While it is true that the deer question is extremely inane, it also reveals
the same mindset the buys into creationism. A simple explanation that the
signs are put where there are deer trails or a high probability of deer
crossing would be OK. We can all laugh at some of these questions, but
students ask comparable questions.

I think the list is actually a sign of Marilyn's stupidity. She has no clue
about how people have scientific and other misconceptions. It also shows
arrogance. Many people in other countries would laugh at American
misconceptions, while not realizing they have similar problems.

If you analyze this list in terms of common student misconceptions, it would
seem that a number of the questions are actually reasonable. Even the
musket question is based on dictionary definitions and reasonable etymology.

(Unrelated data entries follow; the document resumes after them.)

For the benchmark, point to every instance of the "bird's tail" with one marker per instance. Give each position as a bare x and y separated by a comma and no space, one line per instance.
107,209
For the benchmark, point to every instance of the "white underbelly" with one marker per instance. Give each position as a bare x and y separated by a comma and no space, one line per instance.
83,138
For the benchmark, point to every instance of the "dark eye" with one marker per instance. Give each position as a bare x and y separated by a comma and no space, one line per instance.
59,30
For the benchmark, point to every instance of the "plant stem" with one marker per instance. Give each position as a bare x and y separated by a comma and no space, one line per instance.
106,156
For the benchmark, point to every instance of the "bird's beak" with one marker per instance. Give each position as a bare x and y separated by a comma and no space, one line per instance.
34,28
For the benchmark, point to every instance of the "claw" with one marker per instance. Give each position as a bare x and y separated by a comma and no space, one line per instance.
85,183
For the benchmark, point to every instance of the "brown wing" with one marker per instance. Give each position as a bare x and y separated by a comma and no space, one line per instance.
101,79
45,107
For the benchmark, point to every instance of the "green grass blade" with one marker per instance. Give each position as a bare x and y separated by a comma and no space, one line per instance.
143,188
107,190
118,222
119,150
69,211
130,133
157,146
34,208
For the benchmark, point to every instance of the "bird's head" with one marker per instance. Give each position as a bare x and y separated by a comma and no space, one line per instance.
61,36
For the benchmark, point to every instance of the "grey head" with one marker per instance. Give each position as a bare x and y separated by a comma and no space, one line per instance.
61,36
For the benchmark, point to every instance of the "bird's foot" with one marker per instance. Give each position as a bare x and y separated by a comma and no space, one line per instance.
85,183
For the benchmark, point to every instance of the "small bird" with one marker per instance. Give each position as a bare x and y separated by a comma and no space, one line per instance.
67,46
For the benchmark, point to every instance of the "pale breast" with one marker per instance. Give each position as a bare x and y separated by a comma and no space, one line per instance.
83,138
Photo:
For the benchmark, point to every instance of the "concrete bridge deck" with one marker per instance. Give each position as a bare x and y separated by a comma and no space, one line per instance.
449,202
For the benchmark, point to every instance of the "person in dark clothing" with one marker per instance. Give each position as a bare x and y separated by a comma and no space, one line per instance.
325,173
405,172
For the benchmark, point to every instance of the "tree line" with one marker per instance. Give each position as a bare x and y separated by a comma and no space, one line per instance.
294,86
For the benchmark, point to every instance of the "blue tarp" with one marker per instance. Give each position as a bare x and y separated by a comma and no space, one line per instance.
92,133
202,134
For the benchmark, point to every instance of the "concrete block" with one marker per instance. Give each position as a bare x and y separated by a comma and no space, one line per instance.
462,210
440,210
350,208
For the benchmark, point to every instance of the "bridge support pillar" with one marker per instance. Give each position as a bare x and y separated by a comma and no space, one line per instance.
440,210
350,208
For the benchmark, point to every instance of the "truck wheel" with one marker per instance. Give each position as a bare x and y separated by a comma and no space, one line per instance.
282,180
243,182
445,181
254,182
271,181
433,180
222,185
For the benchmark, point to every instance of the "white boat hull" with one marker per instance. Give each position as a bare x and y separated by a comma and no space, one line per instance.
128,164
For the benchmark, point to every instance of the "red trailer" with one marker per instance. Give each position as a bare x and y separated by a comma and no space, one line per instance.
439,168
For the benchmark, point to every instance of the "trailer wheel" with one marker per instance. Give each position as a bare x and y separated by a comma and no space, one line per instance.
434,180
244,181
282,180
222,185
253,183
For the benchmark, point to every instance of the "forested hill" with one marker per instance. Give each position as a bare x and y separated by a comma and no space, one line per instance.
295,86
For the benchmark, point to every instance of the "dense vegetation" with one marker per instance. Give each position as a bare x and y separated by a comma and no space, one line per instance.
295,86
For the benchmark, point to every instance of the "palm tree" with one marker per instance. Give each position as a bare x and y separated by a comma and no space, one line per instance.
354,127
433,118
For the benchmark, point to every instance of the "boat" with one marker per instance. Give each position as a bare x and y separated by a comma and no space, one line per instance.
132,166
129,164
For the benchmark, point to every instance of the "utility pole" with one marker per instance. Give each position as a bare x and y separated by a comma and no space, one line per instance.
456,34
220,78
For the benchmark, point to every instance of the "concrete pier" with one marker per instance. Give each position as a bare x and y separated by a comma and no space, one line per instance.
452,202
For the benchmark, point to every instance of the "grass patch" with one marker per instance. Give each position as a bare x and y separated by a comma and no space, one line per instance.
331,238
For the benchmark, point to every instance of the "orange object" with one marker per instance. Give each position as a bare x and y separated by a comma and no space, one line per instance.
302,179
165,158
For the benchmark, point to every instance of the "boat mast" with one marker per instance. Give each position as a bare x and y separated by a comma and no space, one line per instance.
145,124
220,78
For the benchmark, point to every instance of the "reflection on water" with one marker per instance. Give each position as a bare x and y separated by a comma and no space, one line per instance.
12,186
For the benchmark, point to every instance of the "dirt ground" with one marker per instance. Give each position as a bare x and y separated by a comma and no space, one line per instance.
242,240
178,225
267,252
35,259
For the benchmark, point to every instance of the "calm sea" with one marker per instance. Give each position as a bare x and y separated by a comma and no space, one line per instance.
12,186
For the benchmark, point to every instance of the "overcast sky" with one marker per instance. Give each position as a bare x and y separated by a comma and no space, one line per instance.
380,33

As to stupid things, I asked students to examine a computer screen using a
magnifying glass, so a large number of them put the glass flat on the
screen. They had to figure out whether the picture was produced on the
screen or behind it, and they had to see the RGB dots. I was dumbfounded by
their behavior. I would see this as just as ignorant as some of Marilyn's
questions, but students had not really had enough experience with magnifying
glasses. So I modified the glasses so there was a spacer which kept it at
the best difference.

Marilyn needs to be in a typical classroom for a couple of weeks, so maybe
some of her paradigms would change. I wonder what the people who wrote the
questions thought? Some of them may have been tongue in cheek, but others
may have been serious. Did they feel put down? A classroom teacher could
be fired for such behavior. So maybe she should answer those questions in a
simple fashion, and not make fun of the authors.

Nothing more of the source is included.